É, tá naquela zona, Saneberi, que é mais não devia do que não podia, né? Talvez sejam aquelas regras não escritas, né? Tá na cara que não pode, tá na cara que não tem cabimento você presidente de um país, seja lá qual for o país, ter os seus filhos gerindo dinheiro e operando diariamente conforme as coisas vão acontecendo, né?

Porque evidentemente tem um conflito de interesse brutal e evidentemente é impossível você não imaginar que não tem algum tipo de informação privilegiada nessa história. Você pega, por exemplo, o caso da Nvidia, que ele andou vendendo ações, você falou, né? E teve um caso que era o momento em que o Trump proibiu a Nvidia de vender chips para a China.

depois desproibiu, depois proibiu de novo quer dizer, cada movimento desses gerava consequências do mercado quer dizer, se a indivídua está proibida de vender chips para a China o valor das ações cai se ela está autorizada, o valor das ações sobe então esse é só um exemplo de como o Trump pode ter operado os filhos dele podem ter operado o fundo

E, por exemplo, essa comitiva que foi para a China agora, né, Sálenberg, estavam todos lá, né? Presidente da NVIDIA, o Elon Musk, que é da Tesla. Assim, não dá nem para chamar de conflito de interesse, que isso é outro patamar de conflito de interesse, né? A quantidade de informação. E o Trump, ele...

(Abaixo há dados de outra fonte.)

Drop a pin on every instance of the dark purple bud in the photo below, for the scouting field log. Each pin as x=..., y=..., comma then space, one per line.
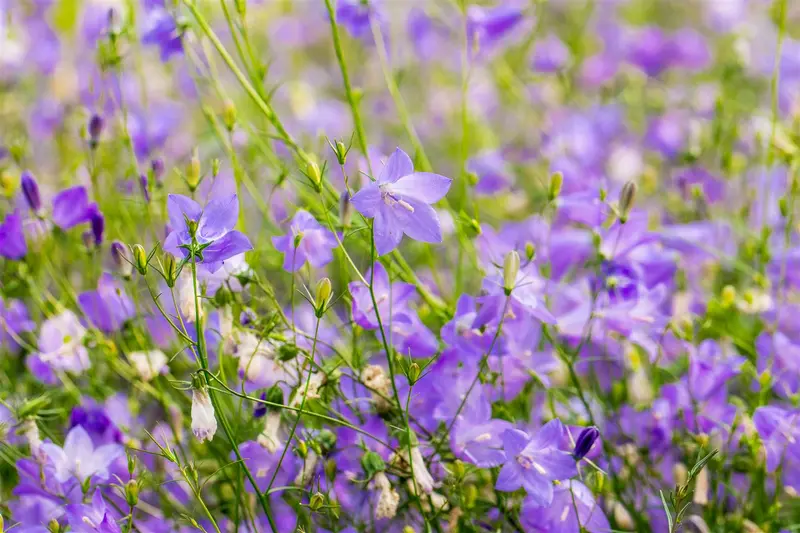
x=585, y=442
x=261, y=408
x=31, y=191
x=144, y=184
x=95, y=128
x=98, y=223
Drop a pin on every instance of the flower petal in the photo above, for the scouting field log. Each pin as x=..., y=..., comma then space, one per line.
x=423, y=186
x=388, y=231
x=218, y=218
x=367, y=201
x=178, y=206
x=397, y=166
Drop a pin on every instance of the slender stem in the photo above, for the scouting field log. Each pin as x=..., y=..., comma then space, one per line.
x=348, y=89
x=202, y=356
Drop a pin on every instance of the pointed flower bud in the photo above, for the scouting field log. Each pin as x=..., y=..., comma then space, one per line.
x=585, y=442
x=626, y=197
x=510, y=271
x=119, y=255
x=556, y=182
x=140, y=259
x=204, y=422
x=192, y=175
x=30, y=189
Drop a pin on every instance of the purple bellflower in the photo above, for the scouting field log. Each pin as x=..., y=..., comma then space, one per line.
x=214, y=238
x=535, y=462
x=399, y=201
x=79, y=458
x=12, y=239
x=307, y=240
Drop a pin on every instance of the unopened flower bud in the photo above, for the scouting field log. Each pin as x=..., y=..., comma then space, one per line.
x=140, y=259
x=413, y=373
x=314, y=174
x=510, y=271
x=94, y=129
x=132, y=493
x=317, y=501
x=556, y=182
x=372, y=463
x=229, y=115
x=323, y=295
x=585, y=442
x=192, y=175
x=626, y=197
x=204, y=422
x=30, y=189
x=119, y=255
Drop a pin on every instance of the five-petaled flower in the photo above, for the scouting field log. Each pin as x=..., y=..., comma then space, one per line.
x=399, y=201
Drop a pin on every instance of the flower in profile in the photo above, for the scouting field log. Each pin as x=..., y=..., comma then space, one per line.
x=108, y=308
x=12, y=239
x=535, y=462
x=61, y=343
x=307, y=240
x=211, y=227
x=79, y=458
x=399, y=201
x=204, y=423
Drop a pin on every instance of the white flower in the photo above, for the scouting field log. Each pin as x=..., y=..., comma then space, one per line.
x=186, y=296
x=388, y=498
x=148, y=364
x=204, y=423
x=270, y=439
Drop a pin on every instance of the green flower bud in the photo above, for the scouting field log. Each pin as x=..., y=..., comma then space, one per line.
x=413, y=373
x=140, y=259
x=229, y=115
x=317, y=501
x=323, y=295
x=626, y=197
x=171, y=271
x=372, y=463
x=556, y=182
x=510, y=271
x=192, y=175
x=132, y=492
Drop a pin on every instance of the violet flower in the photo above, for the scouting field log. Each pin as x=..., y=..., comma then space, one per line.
x=535, y=462
x=399, y=201
x=307, y=240
x=212, y=227
x=79, y=458
x=12, y=238
x=109, y=307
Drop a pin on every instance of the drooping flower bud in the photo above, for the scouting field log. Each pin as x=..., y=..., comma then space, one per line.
x=94, y=129
x=204, y=422
x=119, y=255
x=556, y=182
x=140, y=259
x=626, y=198
x=510, y=271
x=585, y=442
x=30, y=189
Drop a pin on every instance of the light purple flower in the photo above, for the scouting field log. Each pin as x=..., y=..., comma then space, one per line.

A coisa mais absurda dessa história toda é que o Trump não toma decisões convencionais, não toma decisões que já estão um pouco na mesa, que você já pode dizer, olha, isso aqui estava meio endereçado, que a gente ia por esse lado, não é isso.

E a quantidade de vezes que ele vai e desvai e vem e desvém e volta atrás e faz uma coisa absurda é sem precedente. Então, você ter um cara operando o dinheiro dele nesse ambiente, só de preço de petróleo e de decisão de tarifar ou não tarifar alguém, de proibir alguma coisa de ser feita ou não ser feita, assim, é um absurdo.

40 operações por dia, todo dia, é muito grande, 3.700, assim, em outros tempos, né? Você está falando da sua coluna que fala um registro de outros tempos no Brasil, mas em outros tempos nos Estados Unidos, o governo Trump tinha acabado hoje, né? Semana passada, quando saiu essa notícia, ele ia precisar de três anos para explicar e ninguém ia topar a explicação dele, né? Exatamente. Teco Medina, obrigado, Teco, até amanhã. Até amanhã, tchau, tchau. Até.